Located in a “sufficient economy village” and slightly hidden away from sight, the 90-square-meter Pasang takes its architectural cues from the country’s Lanna vernacular architecture, which used prefabrication in the construction of houses and temples. Constructed with a steel frame fitted with glass, the cafe was designed to embrace the surrounding landscape of fields, fruit orchards, stream and mountains beyond. To mitigate the region’s tropical climate and harsh solar gain, the architects partially wrapped the glass facade with screens of operable louvers. The glazed casement windows can also be opened to let in cooling breezes.

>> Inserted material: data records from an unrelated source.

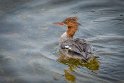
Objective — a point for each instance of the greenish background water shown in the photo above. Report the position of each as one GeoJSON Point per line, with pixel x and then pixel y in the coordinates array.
{"type": "Point", "coordinates": [29, 40]}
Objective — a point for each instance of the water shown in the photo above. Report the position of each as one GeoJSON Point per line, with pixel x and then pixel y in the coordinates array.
{"type": "Point", "coordinates": [29, 40]}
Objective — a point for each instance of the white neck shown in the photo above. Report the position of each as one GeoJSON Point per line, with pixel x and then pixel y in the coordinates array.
{"type": "Point", "coordinates": [64, 37]}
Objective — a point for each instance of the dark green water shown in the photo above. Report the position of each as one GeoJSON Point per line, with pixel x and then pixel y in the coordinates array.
{"type": "Point", "coordinates": [29, 40]}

“Designed to span the pillar every 1 meter with wood louvers and glass louvers between, the structure can serve as both the wall of the building and voids for natural ventilation,” explained the architects in a project statement. “By opening all the louvers, [one] can clearly see the form of the architecture and connection of the interior. The building has conveyed a locality in a contemporary style, which is a combination of traditional local wisdom and modern construction technology.”
The cafe is topped with gabled roofs to echo the surrounding architecture. The light-filled interior is divided into split levels to allow for views and to avoid obstructing the flow of natural light and breezes indoors. The kitchen and main seating area are located on the ground floor, while the bathrooms are housed in a freestanding concrete structure. Additional seating can be found on the upper level.